I thought I had him, and my disappointment was great; but I did not despair of catching my gentleman. Some time afterwards I learnt that he was to be at the Café Hardi, in the Boulevard des Italiens. I went thither with some of my agents, and when he arrived all was so well arranged, that he had only to get into a hackney-coach, of which I paid the fare. Led before a commissary of police, he asserted that he was not Winter; but, despite the insignia of the rank he had conferred on himself, and the long string of orders hanging on his breast, he was properly and officially identified as the individual mentioned in the warrant which I had for his apprehension.

Winter was sentenced to eight years' imprisonment, and would now be at liberty but for a forgery which he committed while at Bicêtre, which, bringing on him a fresh sentence of eight years at the galleys, he was conducted to the Bagne at the expiration of his original sentence, and is there at present.

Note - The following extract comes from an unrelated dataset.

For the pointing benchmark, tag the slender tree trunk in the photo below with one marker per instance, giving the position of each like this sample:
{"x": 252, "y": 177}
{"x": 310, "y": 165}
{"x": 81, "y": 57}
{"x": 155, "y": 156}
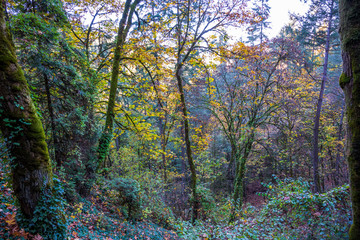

This adventurer does not want wit: he is, I am told, the author of a vast many songs, much in fashion with the galley-slaves, who consider him as their Anacreon. I append one of his productions:—

AirL'Heureux Pilote.

Travaillant d'ordinaire,
La sorgue dans Pantin,[1]
Dans mainte et mainte affaire
Faisant très-bon choppin,[2]
Ma gente cambriote,[3]
Rendoublée de camelotte,[4]
De la dalle au flaquet;[5]
Je vivais sans disgrace,
Sans regout ni morace,[6]
Sans taff et sans regret.[7]

  1. Evening in Paris.
  2. A good booty.
  3. Chamber.
  4. Full of goods.
  5. Money in the pocket.
  6. Without fear or uneasiness.
  7. Without care.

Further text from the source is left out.